Shed always been anti-Catholic, but during the war Nancy started becoming increasingly erratic, suggesting a Catholic con­spiracy was sub­verting the Foreign Office. After 26 years in the House of Commons and 7 successful elect­ions, Nancy lost popularity among her fellow MPs. She retired in 1945 when the Conservative Party found her a political liability.  

Nancy’s retirement put increasing strain on their marriage so the couple separated for some years. Waldorf’s death was in 1952; Nancy died at Grimsthorpe Castle Lincs in 1964.

Now for the controversial question that historians disagree on: how truly feminist was Nancy Astor? Even before 1919, Astor had feminist sympathies. In 1915 she was wrote often to Emmeline Pankhurst and later worked with suff­rage organ­isations facilit­ating meetings with senior Con­serv­atives politicians. And she worked to support legis­lation on women in the workplace and women's safety out on the streets. Despite claiming to be an ardent feminist, and considering herself a representative of working women, Nancy was one of the richest and most aristocratic women in Britain. Did she know how working families lived.. and suffered?

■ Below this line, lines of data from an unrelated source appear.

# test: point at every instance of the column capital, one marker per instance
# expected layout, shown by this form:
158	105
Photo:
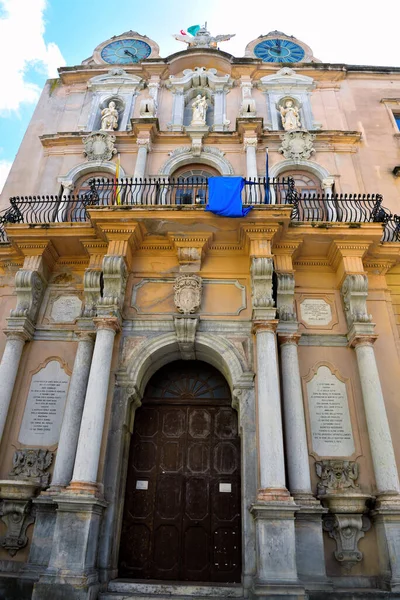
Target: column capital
86	336
20	335
289	338
111	323
144	143
271	326
250	142
356	340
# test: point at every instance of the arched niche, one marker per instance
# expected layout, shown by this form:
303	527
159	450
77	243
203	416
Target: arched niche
183	156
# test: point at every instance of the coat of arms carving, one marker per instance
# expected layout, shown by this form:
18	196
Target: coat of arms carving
187	297
99	146
297	145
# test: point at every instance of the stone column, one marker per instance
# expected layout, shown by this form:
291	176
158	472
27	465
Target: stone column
178	109
250	145
295	428
310	557
274	508
361	337
327	185
73	411
91	432
270	434
385	468
9	369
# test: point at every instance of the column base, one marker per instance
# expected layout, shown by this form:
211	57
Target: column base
386	518
71	574
274	495
310	557
66	589
42	538
275	548
263	591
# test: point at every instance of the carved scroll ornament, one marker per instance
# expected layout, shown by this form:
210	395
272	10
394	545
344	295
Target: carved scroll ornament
188	291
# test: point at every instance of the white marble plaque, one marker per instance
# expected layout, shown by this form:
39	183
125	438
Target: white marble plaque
225	488
41	423
331	430
66	309
316	312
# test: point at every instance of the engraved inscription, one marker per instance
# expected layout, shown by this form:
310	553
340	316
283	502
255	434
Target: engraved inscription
331	430
66	309
44	409
316	312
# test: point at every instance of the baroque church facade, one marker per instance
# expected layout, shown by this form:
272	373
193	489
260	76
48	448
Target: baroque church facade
194	405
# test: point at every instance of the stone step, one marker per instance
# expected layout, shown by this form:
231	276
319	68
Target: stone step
123	589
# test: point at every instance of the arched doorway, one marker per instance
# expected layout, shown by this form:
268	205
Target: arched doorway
182	510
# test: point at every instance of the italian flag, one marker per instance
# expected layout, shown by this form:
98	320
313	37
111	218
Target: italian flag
192	30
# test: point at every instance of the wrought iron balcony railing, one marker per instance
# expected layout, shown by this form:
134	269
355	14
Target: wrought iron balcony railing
352	208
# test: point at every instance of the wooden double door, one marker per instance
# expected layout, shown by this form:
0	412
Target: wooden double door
182	504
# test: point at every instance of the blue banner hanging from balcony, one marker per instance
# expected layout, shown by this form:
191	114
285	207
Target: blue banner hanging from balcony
225	197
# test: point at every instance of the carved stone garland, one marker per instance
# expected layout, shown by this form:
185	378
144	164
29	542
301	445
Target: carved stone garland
99	145
297	145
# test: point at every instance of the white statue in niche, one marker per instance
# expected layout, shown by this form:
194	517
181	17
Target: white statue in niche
109	117
199	107
290	116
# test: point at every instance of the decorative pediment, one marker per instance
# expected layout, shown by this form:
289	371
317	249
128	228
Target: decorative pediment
115	78
288	80
200	77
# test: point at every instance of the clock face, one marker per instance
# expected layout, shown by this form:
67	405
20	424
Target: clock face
279	51
125	52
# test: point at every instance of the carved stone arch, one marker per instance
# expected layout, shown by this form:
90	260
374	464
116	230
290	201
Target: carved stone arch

Astor linked up with women’s peace groups and regarded women as natural pacifists. Yet she vigorously pursued Anglo-German neutrality and entertained the Nazi top brass at her Cliveden seat! American-born Astor was xenophobic, anti-Semitic and anti-Catholic. Certainly Nancy did not invent pre-WW2 anti-Semitism in Britain and was reflecting only what she believed was the prevalent philosophy then. The racist and anti-Semitic prejudices of her time were found in many men who held similar views. Astor was pilloried in the German-appeasement and anti-Semitic debates, yet she was surrounded by like-minded senior men who escaped scrutiny. Her gender made people judge her by a higher standard.
 
Nancy and Waldorf Astor in 1920

Astor quickly grew into her role as the first woman MP. She could well have steered clear of women’s issues, as many of her Tory colleagues did. But she was det­ermined to prove that women were as physically capable of being full participants in the rigours of political life as men; in fact women were even MORE suited to pub­lic life as women had moral courage. Female moral cour­age was a constant theme throughout her speeches. But for a woman like Astor to be openly racist and openly anti-Semitic was nasty.